また、装置が破損してしまったり原因不明の痛みが生じるなど予期せぬトラブルが生じた場合にすぐに診察してもらわないといけない場面もあります。そのため、できるだけ家から近い、仕事場から近いクリニックを選ぶことをおすすめします。

治療料金や治療期間を提示してくれる

インビザラインは決して安い治療ではありません。しっかりとした歯並びになるには時間もかかりますし、そういった点を丁寧に説明して具体的な数字を出してくれるクリニックが理想です。とくに治療料金はトラブルの元になりやすいので、追加料金の有無なども確認しておく必要があります。

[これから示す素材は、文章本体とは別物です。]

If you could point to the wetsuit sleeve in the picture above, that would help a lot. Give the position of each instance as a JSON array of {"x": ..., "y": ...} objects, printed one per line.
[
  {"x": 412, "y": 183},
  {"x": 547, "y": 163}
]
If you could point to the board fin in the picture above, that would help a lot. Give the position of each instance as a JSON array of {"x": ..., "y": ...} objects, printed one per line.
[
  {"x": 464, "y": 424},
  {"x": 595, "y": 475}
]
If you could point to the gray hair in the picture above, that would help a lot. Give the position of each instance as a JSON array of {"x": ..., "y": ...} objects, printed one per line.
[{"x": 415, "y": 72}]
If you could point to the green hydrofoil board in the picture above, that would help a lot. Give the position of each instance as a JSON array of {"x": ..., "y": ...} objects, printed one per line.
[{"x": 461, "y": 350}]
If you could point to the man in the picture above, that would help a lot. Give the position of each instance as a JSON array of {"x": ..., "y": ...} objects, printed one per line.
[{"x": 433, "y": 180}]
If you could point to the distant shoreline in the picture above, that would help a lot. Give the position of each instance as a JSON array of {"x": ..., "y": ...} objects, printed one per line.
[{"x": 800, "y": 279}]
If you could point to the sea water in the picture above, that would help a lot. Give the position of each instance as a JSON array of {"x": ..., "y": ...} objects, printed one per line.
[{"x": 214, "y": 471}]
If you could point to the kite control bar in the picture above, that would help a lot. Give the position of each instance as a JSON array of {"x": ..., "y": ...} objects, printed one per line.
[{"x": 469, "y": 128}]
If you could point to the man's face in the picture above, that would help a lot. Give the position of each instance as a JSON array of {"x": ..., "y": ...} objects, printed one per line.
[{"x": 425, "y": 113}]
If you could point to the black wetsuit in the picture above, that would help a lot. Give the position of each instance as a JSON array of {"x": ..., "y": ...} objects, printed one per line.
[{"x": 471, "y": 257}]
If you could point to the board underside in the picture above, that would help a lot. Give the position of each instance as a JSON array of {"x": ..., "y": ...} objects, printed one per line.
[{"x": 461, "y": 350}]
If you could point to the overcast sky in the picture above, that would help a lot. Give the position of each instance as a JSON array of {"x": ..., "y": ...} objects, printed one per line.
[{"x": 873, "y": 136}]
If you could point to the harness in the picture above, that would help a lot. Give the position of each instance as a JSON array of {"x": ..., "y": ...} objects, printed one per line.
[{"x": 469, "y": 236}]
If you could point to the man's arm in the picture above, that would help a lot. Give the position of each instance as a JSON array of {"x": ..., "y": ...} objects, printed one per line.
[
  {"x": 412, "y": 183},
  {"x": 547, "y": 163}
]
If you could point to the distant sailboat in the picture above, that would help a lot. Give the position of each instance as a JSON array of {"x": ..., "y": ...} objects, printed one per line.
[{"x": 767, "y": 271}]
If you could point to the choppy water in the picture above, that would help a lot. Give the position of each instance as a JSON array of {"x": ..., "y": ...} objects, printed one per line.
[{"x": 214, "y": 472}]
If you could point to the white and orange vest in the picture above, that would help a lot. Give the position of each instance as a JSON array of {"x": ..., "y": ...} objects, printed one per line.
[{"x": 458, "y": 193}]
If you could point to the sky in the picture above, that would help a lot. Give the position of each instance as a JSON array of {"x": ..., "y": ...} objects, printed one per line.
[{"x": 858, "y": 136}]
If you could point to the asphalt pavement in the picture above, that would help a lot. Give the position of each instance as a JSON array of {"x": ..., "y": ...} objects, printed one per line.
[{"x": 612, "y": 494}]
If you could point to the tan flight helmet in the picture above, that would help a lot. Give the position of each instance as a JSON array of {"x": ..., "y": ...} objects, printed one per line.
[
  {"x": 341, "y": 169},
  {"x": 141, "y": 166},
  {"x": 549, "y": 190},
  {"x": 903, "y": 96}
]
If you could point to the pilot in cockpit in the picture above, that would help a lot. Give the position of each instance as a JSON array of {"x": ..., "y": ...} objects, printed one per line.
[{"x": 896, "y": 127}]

契約が完了した時点で基本料金は支払いますが、そこに含まれている内訳をしっかりと説明してくれるのは当然のこと、こちらでも確認することが重要です。もし追加料金が発生するのであれば、事前に「〇〇の時期に〇〇円の追加料金が発生する」と教えてくれるクリニックが良いです。

追加料金に含まれやすいもの

  • 通院した際のメンテナンス料金
  • 保定装置(リテーナー)の料金
  • 虫歯や歯周病になった際の治療費
  • 矯正装置を壊した、紛失した際の料金など

クリニックの雰囲気やスタッフの対応

歯列矯正は自分一人の力で進めていくわけではありません。担当医師やスタッフとの信頼関係も非常に重要な要素です。歯列矯正は平均して2年近くかかる治療となっています。料金も決して安くありませんし、せっかく通っているのに雰囲気が悪かったりスタッフの対応が悪いとモチベーションも続きません。

そのため、まずはSNSや掲示板のような口コミサイトで気になるクリニックの評判を確認してみましょう。すべてを鵜呑みにする必要はありませんが、全体的に雰囲気が良くてスタッフの対応が良いという評価があれば、まずは無料カウンセリングを受けてみると良いです。

もしカウンセリングを受ける場合は、分からない部分や気になる部分はすべて質問してみましょう。一つ一つ丁寧に説明してくれるのであれば、安心して治療に進むことができます。この時点で適当な対応をされた場合、何かトラブルがあっても対応を渋る可能性があるため注意しましょう。

チェックすべきポイント

  • クリニック全体の雰囲気
  • カウンセリング時の対応や質疑応答の内容
  • 純粋に自分と相性が良さそうか(人柄など)
  • モチベーションを維持して通い続けられそうか

まとめ

今回の記事をまとめると以下のようになります。

  • インビザラインは目立ちにくいマウスピース型の矯正装置
  • 高額だが痛みが少なく矯正効果に期待できる
  • 部分矯正、全体矯正を選ぶことができる
  • インビザドクターの資格取得者が在籍しているクリニックがおすすめ

インビザラインは世界一症例実績が多く、これまでに800万人以上の人が利用してきた安全性の高い矯正装置です。高額ですが、透明で目立ちにくく矯正効果に期待できるため予算に余裕がある人や、デンタルローンなどの分割払いができる人は積極的に検討してみると良いでしょう。

効率良く治療を進めていくために、インビザドクターの資格取得者が在籍しているクリニックを探すことも忘れずに!